Accurate offshore wind speed forecasting plays a crucial role in site selection, turbine layout, and energy yield estimation for wind farms. This study presents an enhanced data-driven prediction framework based on a Backpropagation (BP) neural network optimized by Particle Swarm Optimization (PSO), aiming to improve short-term wind speed prediction accuracy under data-limited conditions. The model is trained using hourly wind speed data from 2020 to 2022, collected at a coastal meteorological station in northeastern China. Two modeling strategies are implemented: (1) a multi-year unified training approach capturing long-term temporal dependencies, and (2) a seasonal decomposition strategy in which spring, summer, autumn, and winter data are modeled independently using dedicated BP-PSO models.

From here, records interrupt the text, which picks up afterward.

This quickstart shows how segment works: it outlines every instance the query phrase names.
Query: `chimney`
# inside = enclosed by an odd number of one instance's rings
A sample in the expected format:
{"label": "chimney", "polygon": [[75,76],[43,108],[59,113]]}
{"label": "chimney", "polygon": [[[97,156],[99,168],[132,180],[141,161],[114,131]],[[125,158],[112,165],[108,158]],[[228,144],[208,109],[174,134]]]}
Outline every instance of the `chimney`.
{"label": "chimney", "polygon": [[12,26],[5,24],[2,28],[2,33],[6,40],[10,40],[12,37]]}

To evaluate forecast performance, model predictions are compared with measured wind speed from January to July 2023. The multi-year model achieves superior performance with RMSE = 1.235 and MAE = 0.924, indicating strong generalization across different seasonal conditions. Seasonal models demonstrate varying accuracy: spring (RMSE = 1.243), summer (RMSE = 1.324), and combined seasonal (RMSE = 1.255). These results suggest that although season-specific training may enhance interpretability, it does not necessarily outperform global training due to limited seasonal data and lack of hyperparameter adaptation.
In conclusion, the proposed BP-PSO model offers a robust and low-cost solution for wind speed forecasting in offshore applications. The multi-year framework demonstrates better generalization, while seasonal modeling provides insight into intra-annual wind variations. These findings support the use of hybrid optimization algorithms in enhancing wind resource assessments under real-world operational constraints.